GENELEVLERİ SÜSLEMEDEN BUGÜNLERE!

Cengiz GÜLAÇ

            Yıl 1969. Yer İstanbul. Tarihimizde “Kanlı Pazar” olarak geçecek bir olay yaşandı.

            Amerika’nın 6. Filosu Türkiye’ye gelecekti. Sol görüşlü öğrenciler protesto etmeye hazırlanıyordu.

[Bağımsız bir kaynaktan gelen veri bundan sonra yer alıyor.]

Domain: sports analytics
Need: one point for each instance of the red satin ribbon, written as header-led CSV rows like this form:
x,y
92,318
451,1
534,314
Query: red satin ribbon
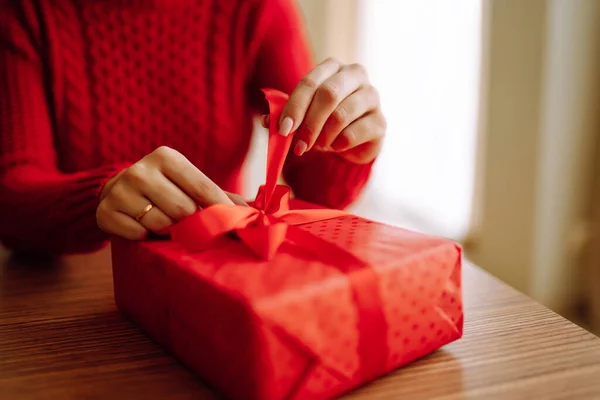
x,y
265,225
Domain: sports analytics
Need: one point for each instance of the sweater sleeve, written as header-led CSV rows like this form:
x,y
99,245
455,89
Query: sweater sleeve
x,y
282,58
42,210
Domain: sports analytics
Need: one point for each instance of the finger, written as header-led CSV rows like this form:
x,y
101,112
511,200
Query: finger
x,y
117,223
369,128
154,220
295,108
190,179
164,196
264,121
353,107
327,97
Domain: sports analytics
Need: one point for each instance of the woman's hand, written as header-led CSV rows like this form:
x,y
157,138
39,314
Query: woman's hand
x,y
335,108
152,194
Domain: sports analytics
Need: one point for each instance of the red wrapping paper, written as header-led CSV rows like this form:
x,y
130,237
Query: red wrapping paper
x,y
303,305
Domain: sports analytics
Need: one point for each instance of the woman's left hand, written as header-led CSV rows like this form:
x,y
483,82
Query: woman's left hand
x,y
335,108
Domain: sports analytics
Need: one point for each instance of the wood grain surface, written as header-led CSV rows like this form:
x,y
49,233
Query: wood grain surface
x,y
61,337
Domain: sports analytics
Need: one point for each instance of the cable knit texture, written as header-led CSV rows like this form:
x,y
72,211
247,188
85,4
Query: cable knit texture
x,y
88,87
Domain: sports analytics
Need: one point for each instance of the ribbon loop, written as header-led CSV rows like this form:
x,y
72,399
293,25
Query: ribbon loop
x,y
263,226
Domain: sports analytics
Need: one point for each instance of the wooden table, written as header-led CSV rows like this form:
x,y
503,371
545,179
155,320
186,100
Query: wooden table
x,y
61,337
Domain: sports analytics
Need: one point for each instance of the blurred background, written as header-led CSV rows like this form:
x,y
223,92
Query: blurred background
x,y
493,111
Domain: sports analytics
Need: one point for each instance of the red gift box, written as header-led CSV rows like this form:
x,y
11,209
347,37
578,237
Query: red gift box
x,y
301,303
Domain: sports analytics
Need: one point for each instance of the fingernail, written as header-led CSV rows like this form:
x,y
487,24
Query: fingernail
x,y
300,147
285,127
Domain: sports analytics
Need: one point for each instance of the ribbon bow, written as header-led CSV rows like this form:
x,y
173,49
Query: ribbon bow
x,y
265,225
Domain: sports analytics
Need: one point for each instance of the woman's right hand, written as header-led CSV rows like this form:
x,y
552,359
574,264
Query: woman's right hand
x,y
152,194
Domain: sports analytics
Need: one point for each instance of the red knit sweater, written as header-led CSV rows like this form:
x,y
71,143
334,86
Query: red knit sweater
x,y
88,87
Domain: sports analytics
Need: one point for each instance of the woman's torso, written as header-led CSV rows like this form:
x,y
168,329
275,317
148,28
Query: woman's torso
x,y
128,76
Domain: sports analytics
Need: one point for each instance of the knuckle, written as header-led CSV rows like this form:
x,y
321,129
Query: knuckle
x,y
136,173
136,233
350,138
357,67
183,209
332,60
164,153
328,92
309,131
373,95
118,195
340,115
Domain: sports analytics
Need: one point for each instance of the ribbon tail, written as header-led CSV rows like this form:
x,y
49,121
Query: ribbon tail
x,y
299,217
199,231
278,147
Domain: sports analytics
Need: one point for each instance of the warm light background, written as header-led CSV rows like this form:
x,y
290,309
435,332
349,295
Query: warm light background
x,y
493,109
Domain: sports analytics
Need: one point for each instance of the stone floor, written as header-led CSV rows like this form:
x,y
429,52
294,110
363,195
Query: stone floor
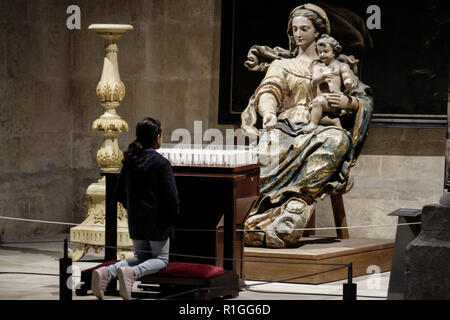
x,y
29,271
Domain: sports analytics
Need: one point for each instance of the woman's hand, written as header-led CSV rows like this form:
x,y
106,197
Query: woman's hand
x,y
338,100
269,121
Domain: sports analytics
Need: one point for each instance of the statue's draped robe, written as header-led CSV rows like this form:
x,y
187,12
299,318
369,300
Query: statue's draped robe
x,y
302,164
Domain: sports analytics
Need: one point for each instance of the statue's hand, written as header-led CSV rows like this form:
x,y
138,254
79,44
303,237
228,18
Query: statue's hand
x,y
269,121
338,100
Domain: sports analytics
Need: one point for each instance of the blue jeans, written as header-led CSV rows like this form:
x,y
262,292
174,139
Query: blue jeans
x,y
144,263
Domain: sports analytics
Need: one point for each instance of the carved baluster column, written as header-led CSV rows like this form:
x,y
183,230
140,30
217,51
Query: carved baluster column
x,y
110,91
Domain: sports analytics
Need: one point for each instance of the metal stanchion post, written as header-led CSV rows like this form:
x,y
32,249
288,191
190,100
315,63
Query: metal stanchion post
x,y
111,225
349,288
65,276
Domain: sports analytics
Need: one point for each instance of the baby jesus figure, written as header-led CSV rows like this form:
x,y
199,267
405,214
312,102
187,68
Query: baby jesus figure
x,y
326,77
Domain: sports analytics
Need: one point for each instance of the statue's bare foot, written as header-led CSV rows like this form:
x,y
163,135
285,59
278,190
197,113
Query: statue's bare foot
x,y
310,127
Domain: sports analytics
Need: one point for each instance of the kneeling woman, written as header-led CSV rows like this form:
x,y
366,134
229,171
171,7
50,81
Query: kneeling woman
x,y
146,188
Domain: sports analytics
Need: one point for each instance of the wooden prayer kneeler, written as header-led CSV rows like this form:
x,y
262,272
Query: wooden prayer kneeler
x,y
210,281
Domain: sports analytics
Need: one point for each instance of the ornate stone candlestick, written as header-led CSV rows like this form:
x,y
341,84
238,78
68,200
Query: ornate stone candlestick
x,y
110,91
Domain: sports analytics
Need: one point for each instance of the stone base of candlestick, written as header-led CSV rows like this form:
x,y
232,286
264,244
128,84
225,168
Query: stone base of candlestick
x,y
90,234
427,256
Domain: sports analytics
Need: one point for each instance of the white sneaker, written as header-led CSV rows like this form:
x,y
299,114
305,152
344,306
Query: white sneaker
x,y
100,280
126,280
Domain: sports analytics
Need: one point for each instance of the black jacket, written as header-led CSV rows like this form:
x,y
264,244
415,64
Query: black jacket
x,y
146,188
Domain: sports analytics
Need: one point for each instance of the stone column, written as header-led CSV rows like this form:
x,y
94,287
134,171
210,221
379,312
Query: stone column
x,y
427,258
110,91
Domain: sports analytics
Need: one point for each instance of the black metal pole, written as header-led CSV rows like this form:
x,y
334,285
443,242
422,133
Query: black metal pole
x,y
110,225
65,276
110,217
349,288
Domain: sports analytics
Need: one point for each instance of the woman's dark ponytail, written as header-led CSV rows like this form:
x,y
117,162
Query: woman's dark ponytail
x,y
147,131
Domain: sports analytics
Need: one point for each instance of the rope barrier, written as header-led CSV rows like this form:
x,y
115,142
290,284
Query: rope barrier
x,y
214,230
221,258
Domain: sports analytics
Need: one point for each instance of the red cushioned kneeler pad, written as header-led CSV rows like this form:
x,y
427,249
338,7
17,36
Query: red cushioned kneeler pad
x,y
214,281
190,270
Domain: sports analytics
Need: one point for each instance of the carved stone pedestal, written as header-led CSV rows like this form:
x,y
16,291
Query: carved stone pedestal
x,y
110,91
91,233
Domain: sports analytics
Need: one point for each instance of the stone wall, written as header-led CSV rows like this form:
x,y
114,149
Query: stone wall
x,y
397,168
48,75
170,66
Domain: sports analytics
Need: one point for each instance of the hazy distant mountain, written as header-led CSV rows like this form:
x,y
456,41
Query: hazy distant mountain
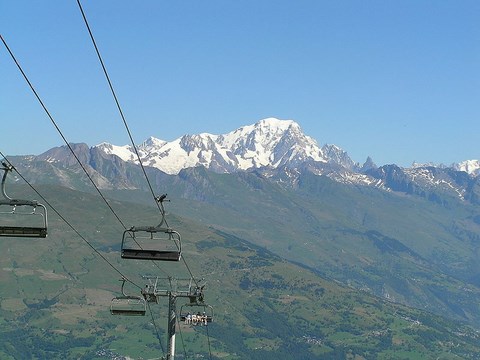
x,y
276,148
410,235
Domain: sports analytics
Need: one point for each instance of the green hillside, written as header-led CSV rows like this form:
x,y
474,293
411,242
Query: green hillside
x,y
55,293
404,248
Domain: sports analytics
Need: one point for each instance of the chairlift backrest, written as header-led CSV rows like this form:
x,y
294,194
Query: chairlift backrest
x,y
21,218
196,314
128,306
151,243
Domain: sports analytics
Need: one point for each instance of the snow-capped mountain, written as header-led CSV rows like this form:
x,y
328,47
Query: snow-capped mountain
x,y
471,167
268,143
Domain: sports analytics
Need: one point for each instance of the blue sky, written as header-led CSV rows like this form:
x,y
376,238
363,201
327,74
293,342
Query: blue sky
x,y
395,80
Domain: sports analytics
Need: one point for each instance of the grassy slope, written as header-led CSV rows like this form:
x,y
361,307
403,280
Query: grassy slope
x,y
55,295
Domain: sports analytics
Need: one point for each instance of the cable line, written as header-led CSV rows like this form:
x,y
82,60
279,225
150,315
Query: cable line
x,y
158,203
156,329
59,131
68,223
118,103
64,139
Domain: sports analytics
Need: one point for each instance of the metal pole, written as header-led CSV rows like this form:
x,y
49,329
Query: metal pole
x,y
171,325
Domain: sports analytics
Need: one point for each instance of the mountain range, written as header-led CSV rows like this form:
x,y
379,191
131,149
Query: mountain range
x,y
266,196
279,150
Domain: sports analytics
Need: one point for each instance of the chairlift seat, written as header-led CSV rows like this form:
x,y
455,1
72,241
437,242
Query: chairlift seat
x,y
128,306
143,254
151,243
23,231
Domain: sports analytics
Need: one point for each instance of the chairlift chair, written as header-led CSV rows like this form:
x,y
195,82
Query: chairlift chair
x,y
21,218
151,243
128,305
200,313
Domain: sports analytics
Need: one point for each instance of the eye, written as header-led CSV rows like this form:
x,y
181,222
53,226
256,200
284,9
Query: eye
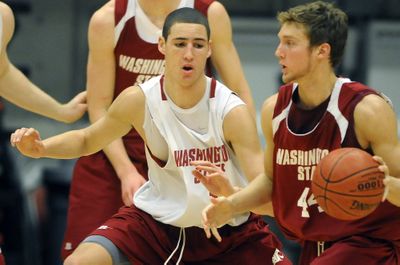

Türkiye o gün itibariyle böyle toplumsal protestolara alışık değildi.

            Demokrasi şehidimiz Adnan Menderes döneminde Türkiye Kore’ye asker göndermiş, Amerikalı bir yetkilinin  de dediği gibi sadece 23 sente, nerdeyse bedavaya gelecek asker maliyetiyle sadakatini ispatlamış ve NATO üyesi olmuştu!

            Aynı Menderes daha sonra ABD desteği… Daha doğrusu onayı… Hatta azmettirmesiyle darbeyle iktidarından olmuş ve idam edilmişti.

            Mizah tadındaki olayların bizim ülkemizde tarih olması ne kadar da hazin ama…

            Neyse…

            Amerika’nın 6. Filosunun solcular tarafından protesto edilmesi istendiği zaman devrin misafirperver yetkilileri bütün genelevleri boyatmış, eğlence yerlerine çeki düzen vermişti! Allah hepsinden razı olsun! Elin Conisine niye mahcup olaydık!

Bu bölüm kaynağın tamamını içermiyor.